In parallel to the use of alcohol tolerant yeasts another part of the study will involve the application of in situ product recovery techniques to continuously remove the alcohol as it is formed to maintain a non-inhibitory concentration in the bioreactor.


Direct and indirect fermentations provided comparable results in the simulations at the beginning of the project. The software of simulation Aspen Plus allowed identifying the critical parameters which mainly consist in: transport, refrigeration for preservation means and fermentation parameters.

Whey permeate instability is mainly due to the presence of lactic acid bacteria which grow and consume lactose during subsequent storage and transport. In order to overcome this, seven compounds were tested for their ability to stabilize ultrafiltrated- and reverse osmosed-treated whey permeates over a period of 21 days. Of these compounds, formic acid was selected due to the high level of growth inhibition of lactic acid bacteria and could easily be transformed in a non toxic compound for yeasts. Ethanol production yield of 0.67 C-mol/C-mol and final ethanol concentration of 19.1 g/L with 91% of the initial lactose concentration consumed within 30 hours.

The influence of temperature, type of sugar, culture mode, initial biomass concentration, and initial sugar concentration on ethanol production from whey permeate was tested with the two yeasts K. marxianus CBS 5795 and CBS 397. The assessment was focused on the impact on the lag phase. By suitably setting these parameters the lag phase could be reduced from 154 to 20 minutes.

Direct and indirect ethanol fermentation from whey provides several major differences such as ethanol tolerance and ethanol production yield. It was thus necessary to select, characterize and compare efficient ethanol producing yeasts. Eight yeast strains were then compared for five working conditions. K. marxianus CBS 5795 was found to be the most efficient organism.
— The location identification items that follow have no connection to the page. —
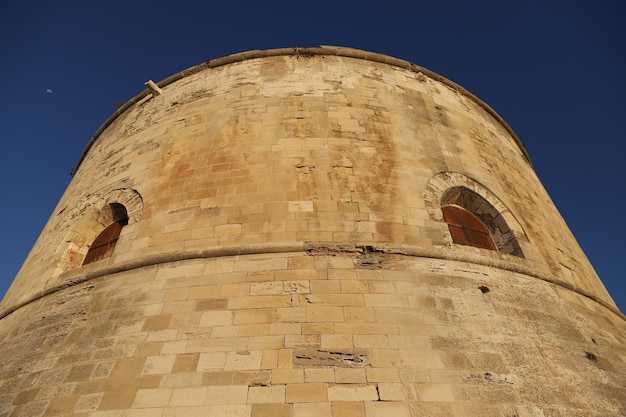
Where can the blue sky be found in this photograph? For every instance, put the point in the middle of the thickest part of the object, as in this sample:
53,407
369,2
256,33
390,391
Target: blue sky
554,70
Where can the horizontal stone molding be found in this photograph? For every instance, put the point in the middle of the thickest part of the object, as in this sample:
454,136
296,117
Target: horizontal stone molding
98,270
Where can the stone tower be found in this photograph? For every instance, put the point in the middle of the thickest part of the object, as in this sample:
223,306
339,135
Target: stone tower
308,232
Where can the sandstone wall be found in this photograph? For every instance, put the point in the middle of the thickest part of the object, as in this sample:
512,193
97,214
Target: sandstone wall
286,256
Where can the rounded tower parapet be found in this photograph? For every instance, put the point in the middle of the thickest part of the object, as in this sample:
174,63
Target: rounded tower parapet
308,231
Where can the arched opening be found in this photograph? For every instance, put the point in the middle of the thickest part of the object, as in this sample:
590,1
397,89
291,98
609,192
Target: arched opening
474,209
103,245
467,229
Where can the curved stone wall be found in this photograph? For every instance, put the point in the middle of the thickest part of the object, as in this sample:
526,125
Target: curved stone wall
285,255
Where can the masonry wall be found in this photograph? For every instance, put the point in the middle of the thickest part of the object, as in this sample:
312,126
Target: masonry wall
285,257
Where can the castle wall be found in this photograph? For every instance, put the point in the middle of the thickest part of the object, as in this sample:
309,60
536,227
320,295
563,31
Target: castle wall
285,255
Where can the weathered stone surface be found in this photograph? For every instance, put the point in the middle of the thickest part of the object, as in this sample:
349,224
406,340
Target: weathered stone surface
286,255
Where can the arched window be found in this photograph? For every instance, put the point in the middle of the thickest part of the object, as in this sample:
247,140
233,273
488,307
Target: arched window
477,203
466,229
103,245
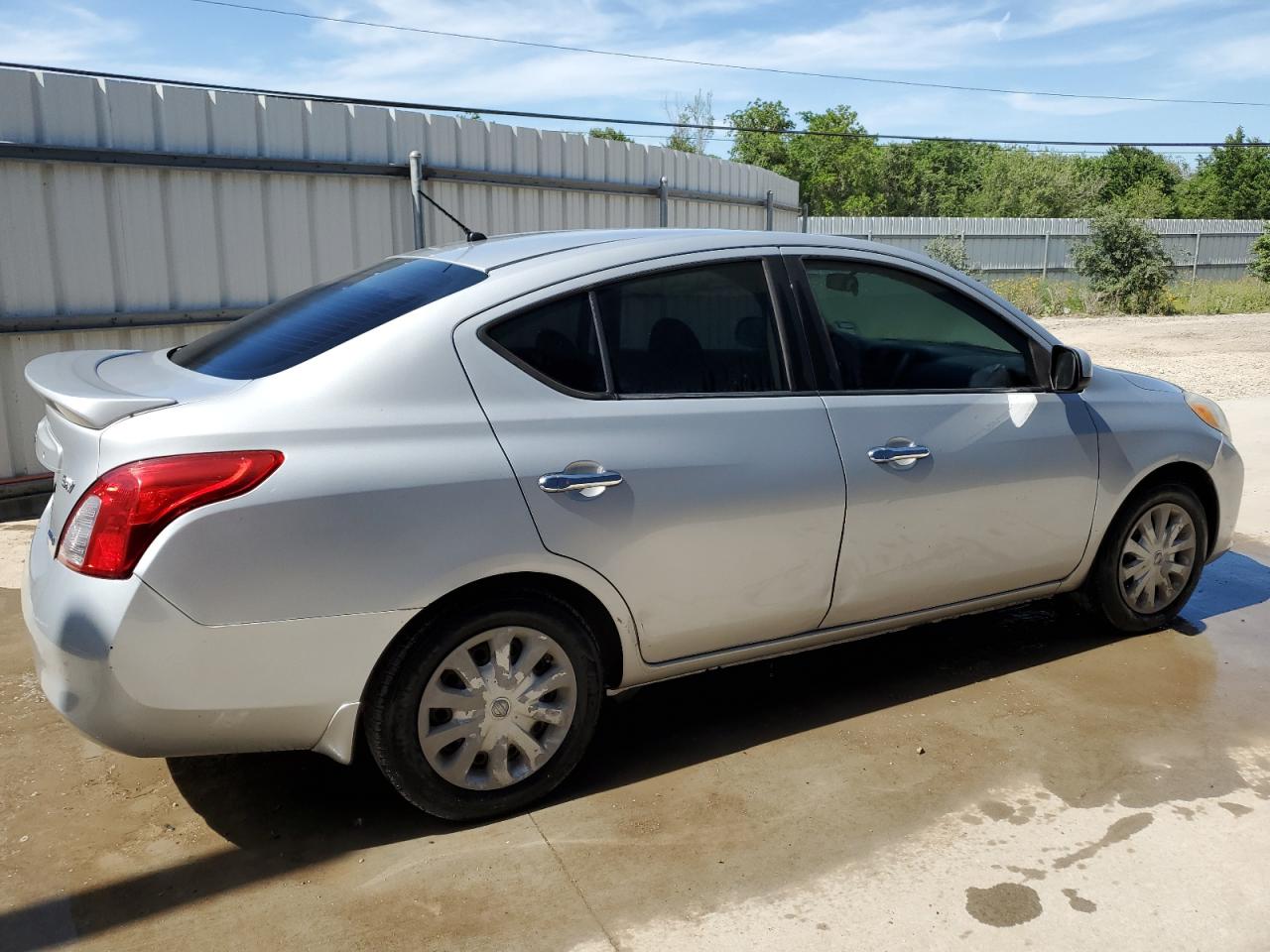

Various ISPR techniques were tested for ethanol extraction from an aqueous medium. One method involved the use of liquid-core microcapsules in which an organic phase (oil) is surrounded by a hydrogel membrane. Since the microcapsules are less dense than water, they may be readily recovered by flotation. Oleylalcohol and Laurinaldehyde were both tested in ethanol fermentation experiments and showed to increase the global efficiency of the system.

Finally a mixed culture containing one bacterium and two complementary yeasts showed to be very efficient. Global fermentation time could be reduced by a factor of two with raw whey permeate compared to previous studies when starting with the same biomass concentration. An equivalent ethanol production yield was in addition observed.